In presenza di oggetti volanti come i deltaplani, la fauna selvatica ha spesso reazioni molto forti. Già a un’altezza di sorvolo di 600 metri da terra, simili oggetti possono mettere in fuga gli animali, come si è osservato nei camosci. Diversi accordi con le associazioni di volo libero assicurano alla fauna zone di ritiro nei periodi sensibili.

È noto che molte specie animali possono avere reazioni molto forti quando avvistano un deltaplano. Se intenti a mangiare, gli animali smettono, se intenti a riposare, si sollevano. Un ulteriore avvicinamento del corpo volante può in molti casi metterli in fuga. Le distanze di fuga sono state misurate e variano tra 100 e 600 metri, con differenze marcate a seconda della specie, della stagione, dello spazio vitale, della regione e delle circostanze di incontro. Un velivolo che sorvola da vicino gli animali ha un impatto nettamente più forte rispetto a un velivolo di passaggio. Di norma gli animali fuggono verso valle alla ricerca di boschi, luoghi dove ripararsi o zone rocciose.

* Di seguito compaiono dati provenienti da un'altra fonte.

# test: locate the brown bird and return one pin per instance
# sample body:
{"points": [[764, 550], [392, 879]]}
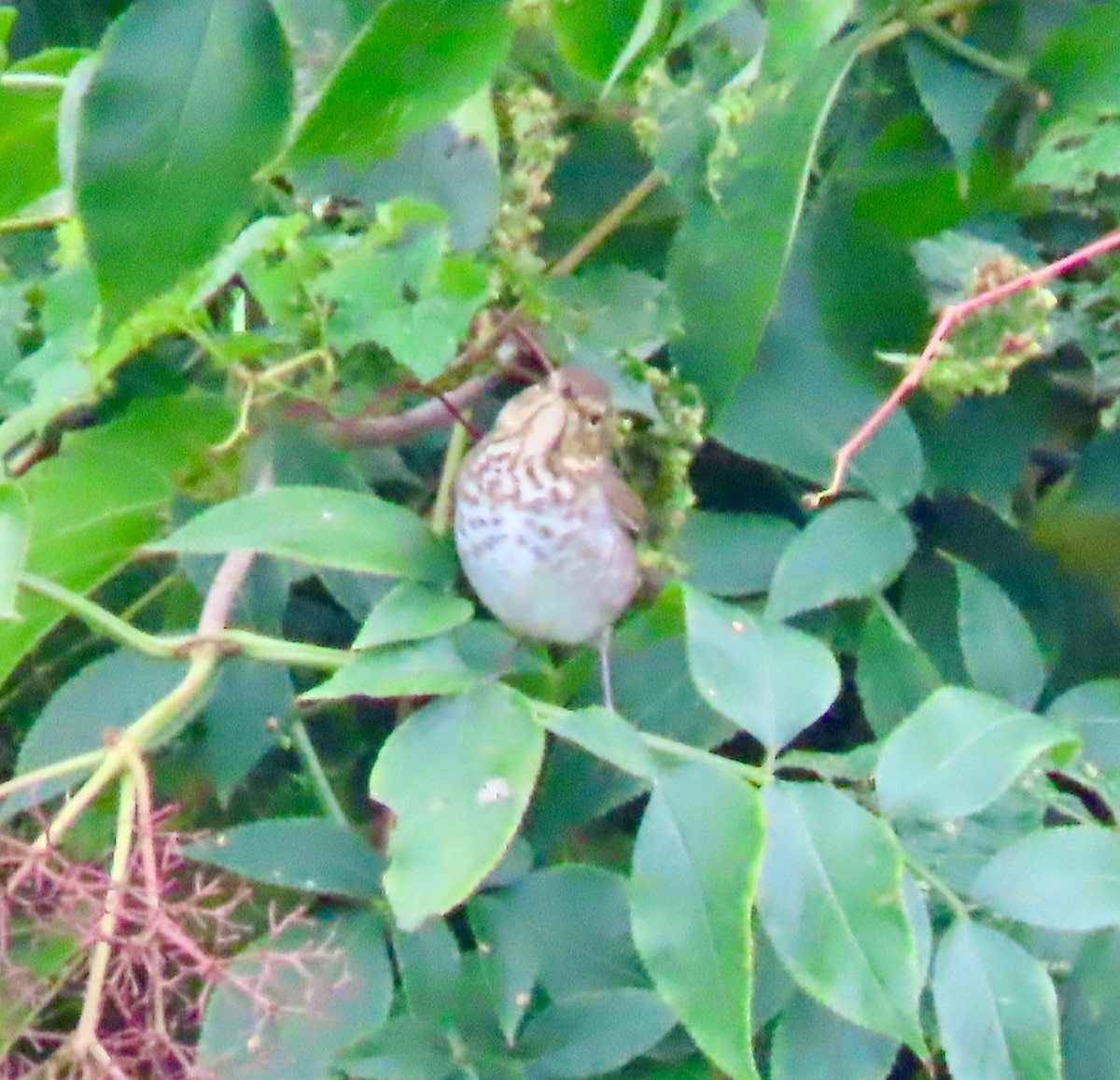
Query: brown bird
{"points": [[543, 525]]}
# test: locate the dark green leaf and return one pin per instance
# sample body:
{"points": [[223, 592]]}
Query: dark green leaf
{"points": [[414, 62], [1001, 652], [771, 680], [959, 751], [407, 1047], [997, 1011], [508, 955], [602, 733], [830, 901], [957, 95], [851, 549], [431, 969], [240, 721], [28, 168], [1091, 1009], [1078, 64], [1080, 520], [1095, 709], [566, 928], [409, 611], [189, 100], [698, 14], [796, 31], [106, 694], [413, 300], [415, 669], [15, 539], [592, 34], [695, 862], [772, 419], [314, 855], [893, 673], [813, 1043], [1062, 878], [320, 526], [458, 776], [341, 990], [102, 497], [728, 258], [593, 1034], [732, 554]]}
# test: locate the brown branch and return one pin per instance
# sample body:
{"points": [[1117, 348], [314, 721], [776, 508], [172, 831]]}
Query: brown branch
{"points": [[949, 318]]}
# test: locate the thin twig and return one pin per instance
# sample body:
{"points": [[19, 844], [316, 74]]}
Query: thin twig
{"points": [[316, 772], [949, 318], [85, 1033]]}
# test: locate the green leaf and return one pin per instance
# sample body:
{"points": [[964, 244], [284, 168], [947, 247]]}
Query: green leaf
{"points": [[1078, 64], [415, 669], [1079, 520], [408, 1047], [728, 257], [695, 15], [314, 855], [105, 694], [323, 526], [796, 31], [240, 722], [813, 1043], [1001, 652], [1095, 709], [695, 862], [1061, 878], [28, 167], [829, 897], [1075, 155], [602, 733], [1091, 1009], [593, 1034], [772, 419], [105, 493], [732, 554], [412, 65], [345, 991], [997, 1011], [957, 96], [413, 298], [458, 776], [893, 673], [850, 549], [410, 611], [639, 37], [508, 955], [958, 751], [161, 185], [571, 925], [593, 34], [15, 539], [771, 680], [431, 969]]}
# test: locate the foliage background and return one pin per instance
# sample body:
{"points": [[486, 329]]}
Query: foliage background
{"points": [[856, 813]]}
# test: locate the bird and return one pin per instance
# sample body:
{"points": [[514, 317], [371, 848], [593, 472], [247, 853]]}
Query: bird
{"points": [[544, 526]]}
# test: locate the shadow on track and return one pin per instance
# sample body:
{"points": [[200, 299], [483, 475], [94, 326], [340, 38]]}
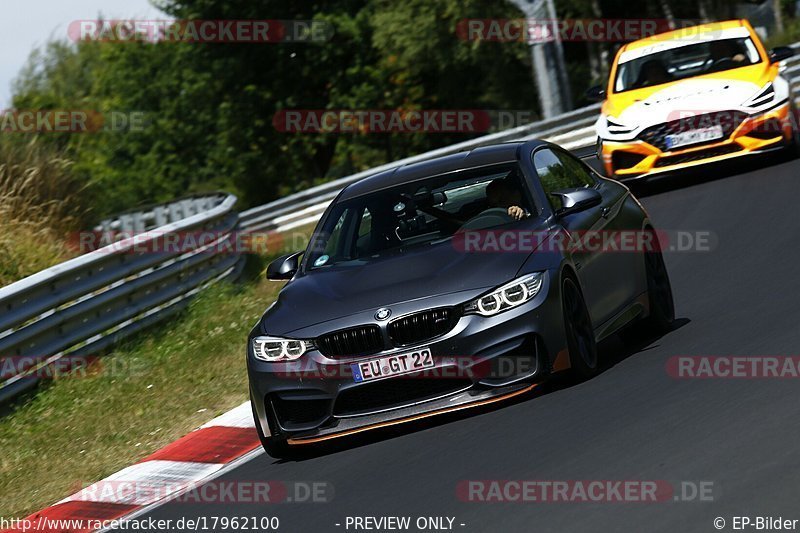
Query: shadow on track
{"points": [[612, 351]]}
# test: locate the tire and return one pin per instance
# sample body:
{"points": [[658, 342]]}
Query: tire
{"points": [[659, 294], [581, 342], [276, 447]]}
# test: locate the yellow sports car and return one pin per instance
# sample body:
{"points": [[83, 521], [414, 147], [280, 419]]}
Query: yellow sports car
{"points": [[694, 96]]}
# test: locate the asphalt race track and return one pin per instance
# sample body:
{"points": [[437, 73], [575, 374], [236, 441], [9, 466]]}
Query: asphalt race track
{"points": [[631, 422]]}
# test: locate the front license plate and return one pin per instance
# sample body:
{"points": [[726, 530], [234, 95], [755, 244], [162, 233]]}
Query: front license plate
{"points": [[694, 136], [392, 365]]}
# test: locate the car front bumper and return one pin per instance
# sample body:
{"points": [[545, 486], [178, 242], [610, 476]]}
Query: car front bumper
{"points": [[480, 359]]}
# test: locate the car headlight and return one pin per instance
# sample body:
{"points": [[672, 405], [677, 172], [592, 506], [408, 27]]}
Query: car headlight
{"points": [[274, 349], [764, 96], [506, 297]]}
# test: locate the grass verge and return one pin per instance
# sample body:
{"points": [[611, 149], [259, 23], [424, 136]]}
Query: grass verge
{"points": [[40, 202]]}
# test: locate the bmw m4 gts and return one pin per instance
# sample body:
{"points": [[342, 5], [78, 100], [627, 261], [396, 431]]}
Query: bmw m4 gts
{"points": [[447, 284]]}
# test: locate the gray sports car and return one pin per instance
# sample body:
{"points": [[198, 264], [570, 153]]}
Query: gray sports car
{"points": [[451, 283]]}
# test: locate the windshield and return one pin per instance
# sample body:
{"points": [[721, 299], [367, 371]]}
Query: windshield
{"points": [[684, 62], [419, 213]]}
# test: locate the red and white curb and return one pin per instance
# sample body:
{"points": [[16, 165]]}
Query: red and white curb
{"points": [[190, 460]]}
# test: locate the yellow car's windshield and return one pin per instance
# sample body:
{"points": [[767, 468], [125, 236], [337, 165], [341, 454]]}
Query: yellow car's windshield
{"points": [[693, 59]]}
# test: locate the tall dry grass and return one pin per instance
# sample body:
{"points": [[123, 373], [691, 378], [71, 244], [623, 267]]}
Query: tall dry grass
{"points": [[41, 203]]}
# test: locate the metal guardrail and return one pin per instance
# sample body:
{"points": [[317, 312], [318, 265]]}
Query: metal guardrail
{"points": [[82, 306], [574, 131]]}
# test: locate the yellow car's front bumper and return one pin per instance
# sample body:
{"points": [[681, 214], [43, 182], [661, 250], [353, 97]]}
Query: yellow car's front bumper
{"points": [[633, 159]]}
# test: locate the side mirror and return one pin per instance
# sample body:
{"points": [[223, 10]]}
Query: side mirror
{"points": [[780, 53], [577, 200], [284, 267], [596, 93]]}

Dopo una fuga o anche un allontanamento meno frettoloso gli animali si trattengono nel bosco per un certo periodo di tempo. Spesso, prima di fare ritorno sui pascoli aperti attendono la sera o il giorno successivo.

Gli accordi sono soluzioni efficaci

I potenziali conflitti di interesse possono differire notevolmente in base alle circostanze locali. Quando viene appurato che le attività di volo turbano l’esistenza della fauna selvatica è quindi essenziale mettere a punto soluzioni adattate alle condizioni specifiche del luogo. Il sito Internet www.haengegleiten-wildtiere.ch (in francese e tedesco) fornisce informazioni su dati scientifici ma anche esempi attuativi pratici. La conclusione di accordi tra i gruppi di interesse coinvolti si è rivelata in molti casi una soluzione efficace.

La Federazione svizzera di volo libero segnala sul proprio sito gli accordi esistenti in materia di sorvolo. Su www.flyland.ch è inoltre disponibile l’applicativo per il download delle zone protette su apparecchi GPS. Gli accordi in materia di sorvolo validi nel Cantone dei Grigioni sono consultabili anche alla pagina www.wildruhe.gr.ch.

Divieto di decollo e atterraggio nelle bandite federali di caccia

Secondo la nuova ordinanza del 14 maggio 2014 sugli atterraggi esterni (OAEs), nelle bandite federali di caccia sono proibiti il decollo e l’atterraggio con alianti da pendio. Tale divieto si applica per tutti gli aeromobili civili con occupanti fatte salve le disposizioni dell’articolo 19 (cpv. 3 lett. a e b) e 28 (cpv. 1) dell’OAEs. Per i sorvoli valgono le altezze minime di volo raccomandate dalla carta degli ostacoli alla navigazione aerea.